Les voy a ser sincero: en caso de que llegara a suceder, yo estaría completamente a favor de una intervención de Estados Unidos para derrocar al grotesco régimen dictatorial de Nicolás Maduro.
El problema es que incluso si esto ocurriera no existe ninguna garantía de que abriría las puertas a un futuro democrático y próspero para Venezuela. ¿Trágico? Sí. Pero la vida es cruel y la geopolítica es una perra.
La razón para bajar nuestras expectativas sobre el futuro venezolano es sencilla: durante más de una década Maduro y sus compinches han construido una fortaleza autocrática lo suficientemente enredada como para blindar a su dictadura y volverla (casi) indestructible.

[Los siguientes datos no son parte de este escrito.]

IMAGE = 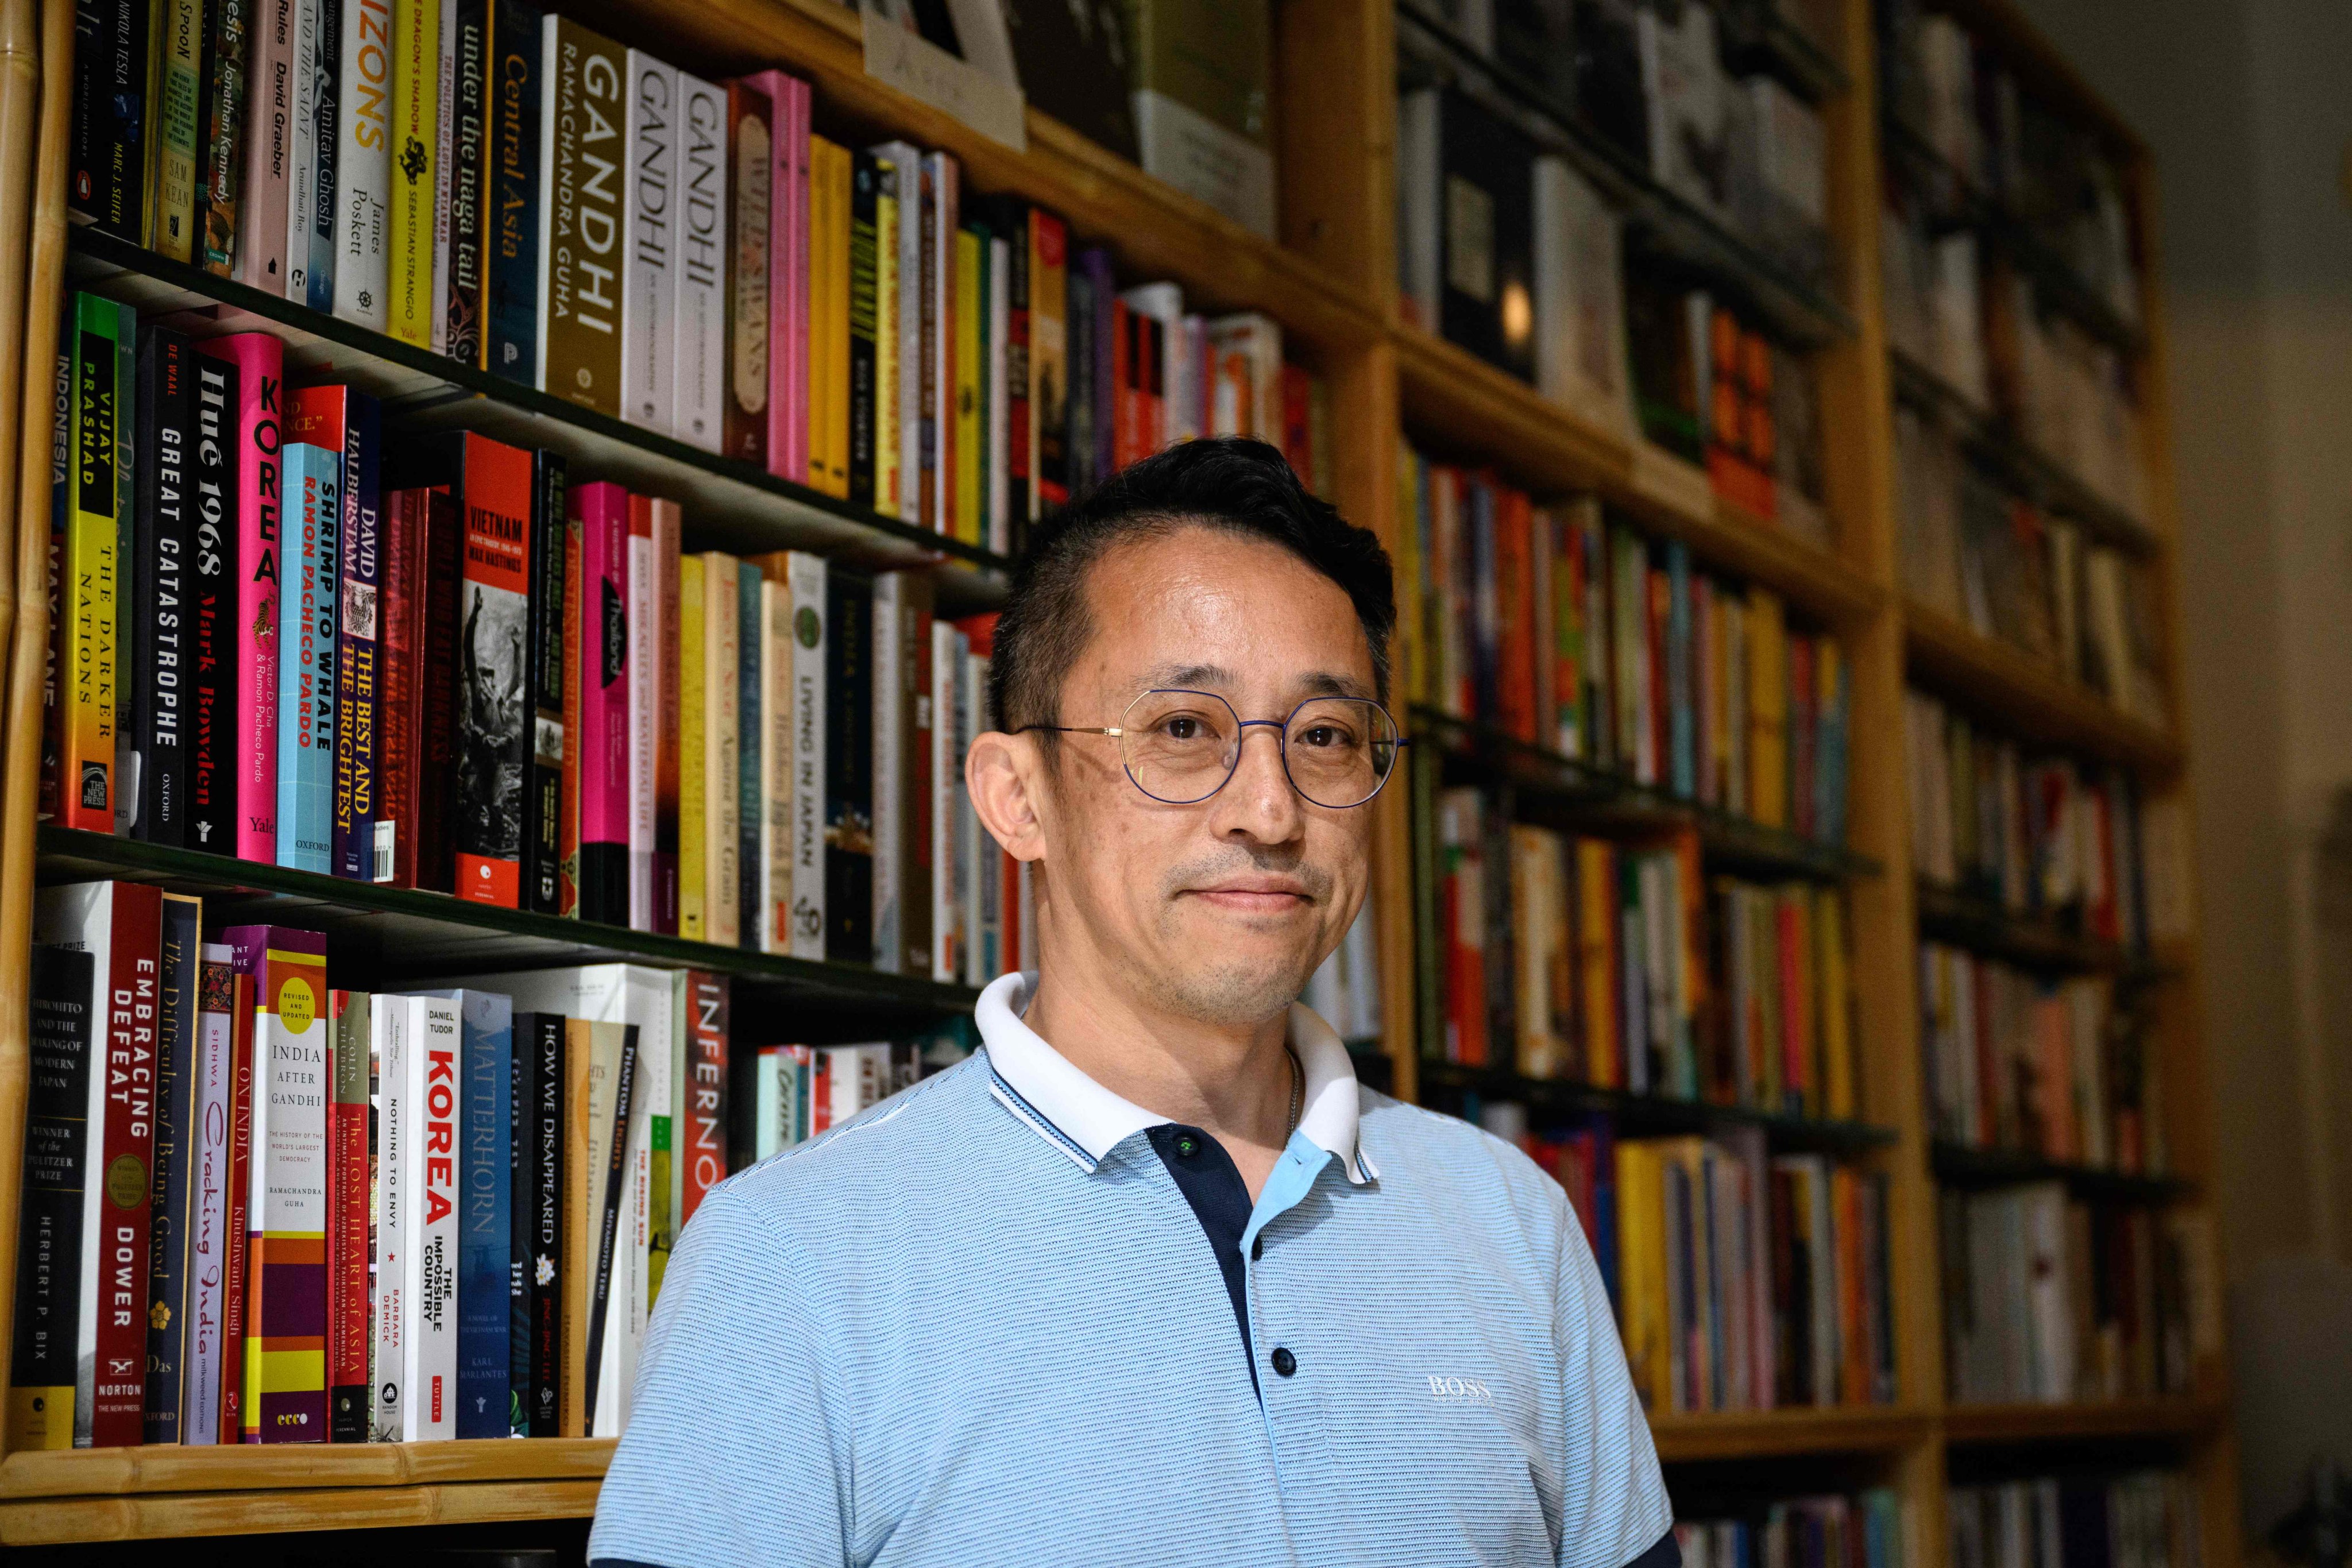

A simple vista esta aseveración parecería un sinsentido. Todos hemos visto horrorizados cómo Venezuela se transformó de uno de los países más prósperos del hemisferio en uno que vive la contracción económica más catastrófica de la historia moderna. Sabemos que desde hace años registra una crisis humanitaria sin precedentes, con hambruna generalizada y una migración masiva que expulsó a más de 25% de la población del país. Sabemos también que estamos frente a un siniestro narcogobierno que reprime diariamente a su sociedad, hoy al borde de un estallido social.
Bajo estas circunstancias, uno imaginaría que Maduro se encuentra al límite. Que bastaría un simple empujón —interno o externo— para volcarlo de una vez por todas al proverbial basurero de la historia.
Pero el académico Javier Corrales (Ciencia Política en Amherst College, Massachusetts) advierte en su reciente columna en The New York Times que el hecho de que Maduro haya sobrevivido a toda clase de conspiraciones y presiones responde a una arquitectura corrompida que hoy cimienta a su régimen.
Nudo gordiano
Corrales explica que durante los últimos doce años Maduro ha creado un sistema político de dos niveles. El primero es el clásico andamiaje de una dictadura bananera: reprimir a la sociedad mediante un control feroz y cuasitotalitario. O sea, ser el típico dictador hijo de puta. Esto ocurrió de manera gradual. Conforme empeoraba la economía y crecía el enojo social, menos democrático y más dictatorial se volvía su gobierno. Para 2024 Maduro abandonó toda fachada democrática al robar descaradamente las elecciones y desatando su violencia contra el movimiento ciudadano que surgió como respuesta.
Pero el segundo nivel del andamiaje autoritario es aún más importante. Porque de manera paralela a su represión autocrática Maduro estableció una amplia red de corrupción y contubernio para entregar favores, influencia y capital entre una casta dorada del politburó venezolano. Esta estructura de podredumbre convirtió a este grupo privilegiado (ya sean militares o burócratas de alto nivel) en accionistas directos de la dictadura. Dicho de otra manera, los hizo socios interesados en la supervivencia del régimen y en la permanencia del statu quo.
Este segundo nivel es lo que podría enmarañar una transición democrática en caso de que un día —por un milagro o por una bala de los marines estadunidenses— el dictador simplemente dejara de respirar.
Porque incluso con el dictador fuera del poder la estructura de su régimen permanecería intacta. Las cortes seguirían repletas de chavistas; los colectivos, ideologizados; las élites militares, atrincheradas en sus cuarteles; los burócratas del viejo politburó, enquistados en cada nivel del gobierno; las bandas del narcotráfico, operando a sus anchas; y la economía, reducida a ruinas.
Es indudable que ese nudo gordiano —enmarañado y retorcido con corrupción durante años— será el factor clave que evite un retorno inmediato a la democracia.
Pero nada de esto debe evitar que los gringos, la sociedad o quien usted guste o mande le aplique al maldito de Maduro alguno de los “ierros” de los que hablaba Gonzalo N. Santos: “encierro, destierro o entierro”. ¡Recen por eso!